Rampart Reconsidered: The Search for Real Reform Seven Years Later, was a Blue Ribbon Panel chaired by Constance L. Rice. A blue ribbon panel is a diverse group of respected professionals charged by the city to investigate an issue, create a report and make recommendations.
Rampart Reconsidered makes for great reading on the scandal. It also mentions Metro Division directly, 17 times. Evidently, many officers from Rampart CRASH graduated into Metro and other elite units. Since so much of the initial internal investigation was badly botched, many CRASH officers were never prosecuted, and thus went on to Metro. When the investigators for Rampart Reconsidered requested records of officers who had been part of Rampart CRASH, many records came up missing. When the investigators pursued these missing records they were told "it would not happen. Metro was untouchable." (Pg 48)
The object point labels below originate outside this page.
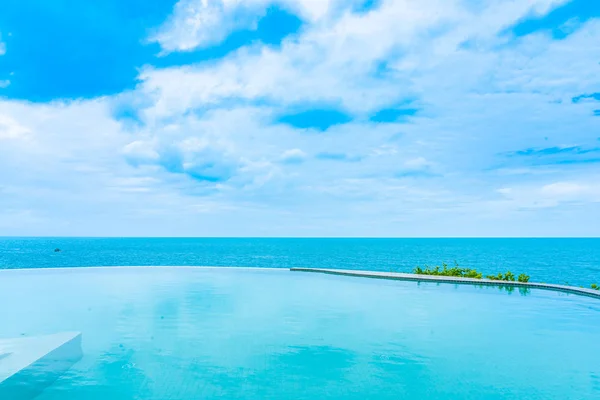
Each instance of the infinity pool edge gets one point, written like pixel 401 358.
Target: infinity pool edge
pixel 448 279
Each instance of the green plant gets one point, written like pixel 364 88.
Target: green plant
pixel 455 271
pixel 498 277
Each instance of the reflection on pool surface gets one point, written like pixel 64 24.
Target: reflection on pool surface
pixel 185 333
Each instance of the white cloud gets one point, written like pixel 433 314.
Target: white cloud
pixel 293 156
pixel 208 159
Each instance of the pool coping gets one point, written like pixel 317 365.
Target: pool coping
pixel 399 276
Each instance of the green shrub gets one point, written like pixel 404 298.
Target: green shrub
pixel 498 277
pixel 455 271
pixel 509 276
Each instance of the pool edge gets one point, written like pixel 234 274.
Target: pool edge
pixel 448 279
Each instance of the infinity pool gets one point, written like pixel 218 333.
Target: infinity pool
pixel 197 333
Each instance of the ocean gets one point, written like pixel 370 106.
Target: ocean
pixel 564 261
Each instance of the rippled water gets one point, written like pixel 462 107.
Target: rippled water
pixel 159 333
pixel 576 261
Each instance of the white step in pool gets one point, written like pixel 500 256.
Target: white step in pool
pixel 30 364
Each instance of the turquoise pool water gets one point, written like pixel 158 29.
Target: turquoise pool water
pixel 185 333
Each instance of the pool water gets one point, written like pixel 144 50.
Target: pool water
pixel 195 333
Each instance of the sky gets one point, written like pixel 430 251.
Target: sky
pixel 359 118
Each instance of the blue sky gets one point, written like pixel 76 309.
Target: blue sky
pixel 300 118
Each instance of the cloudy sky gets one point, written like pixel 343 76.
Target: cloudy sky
pixel 300 118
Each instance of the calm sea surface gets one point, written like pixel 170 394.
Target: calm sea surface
pixel 573 261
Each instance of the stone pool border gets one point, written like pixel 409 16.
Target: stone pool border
pixel 450 279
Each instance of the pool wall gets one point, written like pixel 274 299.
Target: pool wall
pixel 450 279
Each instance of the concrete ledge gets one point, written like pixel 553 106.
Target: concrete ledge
pixel 450 279
pixel 30 364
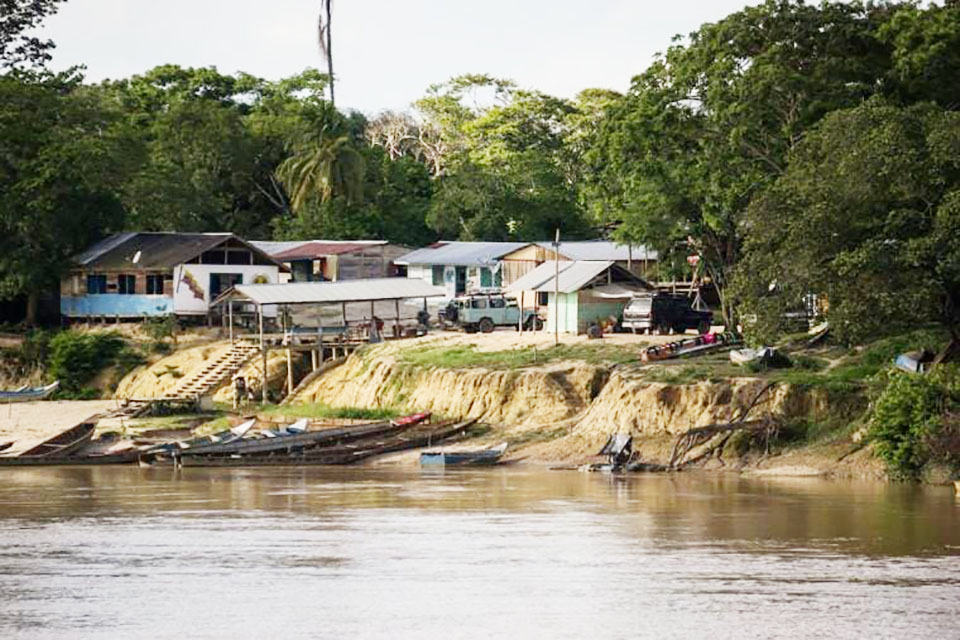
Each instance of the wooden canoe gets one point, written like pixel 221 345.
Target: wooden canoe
pixel 63 444
pixel 340 454
pixel 481 457
pixel 28 394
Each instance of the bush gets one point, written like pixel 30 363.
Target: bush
pixel 75 358
pixel 914 420
pixel 162 328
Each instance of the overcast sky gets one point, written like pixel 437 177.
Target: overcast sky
pixel 386 52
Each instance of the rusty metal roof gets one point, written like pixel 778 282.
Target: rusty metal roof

An audit of Metro was begun but never completed. Reasons remain unexplained. (Pg 62)
I have also been noticing a trend to start calling the Rampart Scandal the "Raphael Perez Scandal." But according to Rampart Reconsidered, the scandal was endemic and brought on by bad leadership, an outdated and bad crime fighting model based on aggressive, untargeted, proactive policing methods that destroy public-police trust. It recommends that the LAPD should transition from this kind of policing to the "High Road" policing the new Rampart division is beginning to develop. It further recommends that the LAPD should end "thin blue line" policing and develop a new blueprint for providing public safety.
This report came out in 2007.
One would think that the least we could expect from Metro Division is the missing records and the audit of former CRASH officers among their ranks before they return to their old hunting grounds. I, for one, do not relish the idea of an "untouchable" police division in this 'hood.